Audriss sighed and turned back to the map. Abtheum or Orthessis, Orthessis or Abtheum. They were both viable, both tactically sound, both defensible if the armies chose that point to make their own stand …

And both, unfortunately, at least three months away at the speed of an army's march. Damn! Imphallion's sprawl was definitely no asset to a would-be conqueror.

It was, thankfully, a decision that Audriss felt he could put off for a while longer. “The armies,” he told the others, “will have to travel by the main roads. The supply wagons won't make it through the wilderness. And it's the same road either way up to … here!” His finger
stabbed downward, covering a small dot on the map. “Once we take this town here, we'll decide if we're heading northwest to Orthessis or southwest to Abtheum.” He peered closely at the parchment, looking for a name. There. Vorringar.

“You can meet us there?” he asked the disgusting little creature.

“Meet, yes, be there. He can go. He wonders what it wants him to do, yes, when he gets there many walks before it does. The things above the ground are slow, yes, and clumsy.”

“Just wait for us. We'll contact you in the usual manner when we arrive.”

“Good, yes. He goes now to say what the Audriss has told him, yes.” Still muttering to itself, the gnome shambled away through the door.

“Odd little creature,” Mithraem remarked drily. “Do they all call themselves ‘him'?”

“Something about their language, or how they think, or what have you. It's obnoxious.” A sudden thought occurred to Audriss, purely irrelevant but intriguing. His eyes flickered down to the ring that gleamed a sullen green upon his finger. “Pekatherosh?”

/Yes?/

“Have you ever consumed a gnome?”

/No. Can't do it./

“Can't—but you eat souls.”

/Exactly./

So much for curiosity. “I'd been hoping either you or the gnomes would find what we were looking for here,” he said to Mithraem, “but I can't say I'm surprised we didn't. Even if he couldn't make use of it, Rebaine isn't stupid enough to have left it here.”

“Still,” the other acknowledged, “we had to know.”

“We know now,” the warlord snapped. “I'm leaving a garrison at Denathere, to occupy the city. Can you assign any of the Legion to support them?”

Mithraem rose gracefully from his seat. “I can station a few of my people here. They won't enjoy being left behind, but they'll obey well enough.”

“Good. Tell them not to gorge themselves while I'm gone; I'd like to have a city left when I get back.”

“What a novel idea. I'll be sure to tell them.”

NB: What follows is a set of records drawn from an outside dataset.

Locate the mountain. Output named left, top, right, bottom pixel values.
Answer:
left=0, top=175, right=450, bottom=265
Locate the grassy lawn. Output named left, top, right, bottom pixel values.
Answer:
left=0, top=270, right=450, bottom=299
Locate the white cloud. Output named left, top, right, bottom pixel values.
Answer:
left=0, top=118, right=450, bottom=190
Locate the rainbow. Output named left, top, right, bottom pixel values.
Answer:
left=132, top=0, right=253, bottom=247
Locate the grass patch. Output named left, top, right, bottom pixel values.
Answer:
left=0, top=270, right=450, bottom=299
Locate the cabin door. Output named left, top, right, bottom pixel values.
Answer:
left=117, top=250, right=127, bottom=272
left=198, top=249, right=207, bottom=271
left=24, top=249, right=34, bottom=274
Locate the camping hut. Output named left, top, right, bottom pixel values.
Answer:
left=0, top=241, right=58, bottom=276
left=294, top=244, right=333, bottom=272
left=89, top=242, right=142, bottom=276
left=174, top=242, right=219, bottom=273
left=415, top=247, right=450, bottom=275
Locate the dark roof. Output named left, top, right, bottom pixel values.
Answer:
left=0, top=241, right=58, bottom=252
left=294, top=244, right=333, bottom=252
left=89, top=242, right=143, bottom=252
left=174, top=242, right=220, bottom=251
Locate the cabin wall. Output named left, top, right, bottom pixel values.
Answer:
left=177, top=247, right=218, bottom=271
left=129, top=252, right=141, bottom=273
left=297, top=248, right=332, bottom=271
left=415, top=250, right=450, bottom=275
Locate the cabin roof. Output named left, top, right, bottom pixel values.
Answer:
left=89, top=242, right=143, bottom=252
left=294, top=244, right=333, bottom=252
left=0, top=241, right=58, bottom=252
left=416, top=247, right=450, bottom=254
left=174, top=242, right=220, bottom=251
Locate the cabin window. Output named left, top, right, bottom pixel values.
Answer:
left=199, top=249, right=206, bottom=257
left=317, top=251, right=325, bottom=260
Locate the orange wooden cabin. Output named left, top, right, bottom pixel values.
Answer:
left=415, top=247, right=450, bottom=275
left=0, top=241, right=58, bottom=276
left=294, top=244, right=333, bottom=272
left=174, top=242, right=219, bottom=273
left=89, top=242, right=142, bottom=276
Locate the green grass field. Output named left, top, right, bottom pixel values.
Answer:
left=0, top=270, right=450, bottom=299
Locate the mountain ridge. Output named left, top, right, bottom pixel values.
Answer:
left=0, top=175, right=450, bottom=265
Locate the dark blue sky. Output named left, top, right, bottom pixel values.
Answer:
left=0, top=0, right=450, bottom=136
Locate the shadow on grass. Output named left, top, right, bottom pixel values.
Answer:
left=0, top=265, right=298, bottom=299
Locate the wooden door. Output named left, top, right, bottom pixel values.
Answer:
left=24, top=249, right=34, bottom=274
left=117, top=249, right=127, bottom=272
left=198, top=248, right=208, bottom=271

“Do it quickly. I want the men packing the instant the sun's risen. We're leaving in two days.”

/And what of Rebaine?/
Pekatherosh asked once Mithraem had dissolved again to mist and seeped through the open doorway.

“Rebaine will play his part, never you worry. For now, I'm more concerned with the war effort itself.”

/You don't
sound
all that concerned./

“I'm
not
‘all that' concerned. The only things between us and our next objective are a handful of small towns—including Vorringar. It's such an insignificant little speck, it barely made it onto the map at all.

“The next stage of the operation is a cakewalk, Pekatherosh. There's nothing between here and Vorringar to slow us down.”

Chapter Five

Slowly, the world bouncing beneath him and his head pounding with each jolt, Corvis fought his way back toward consciousness. Leaves and twigs appeared before him, just in time to sting his face as he passed. The saddle on which he sat was hard and uncomfortable—the heavy ropes that chafed his wrists and ankles were worse.

Blinking languidly, trying to focus through the pain rattling around in his skull, he peered blearily about him. The dappled horse trod along a wooded path through thick copses of trees, following a broad-shouldered, greasy-haired fellow who clutched the animal's halter. The hem of his cloak and the heels of his boots—all of him Corvis could really see from behind—were worn and frayed, bespeaking a life of constant travel.

His gestures slow and deliberate, hoping to avoid being heard above the clop-clop of the hooves and the faint rustling of the leaves, Corvis fidgeted at his bonds. All he learned, to his chagrin, was that his captor knew what he was doing: His feet were bound together beneath the horse's girth, tight enough that he couldn't possibly kick the beast into sudden movement, and his hands had barely an inch of slack from the pommel to which they were tied.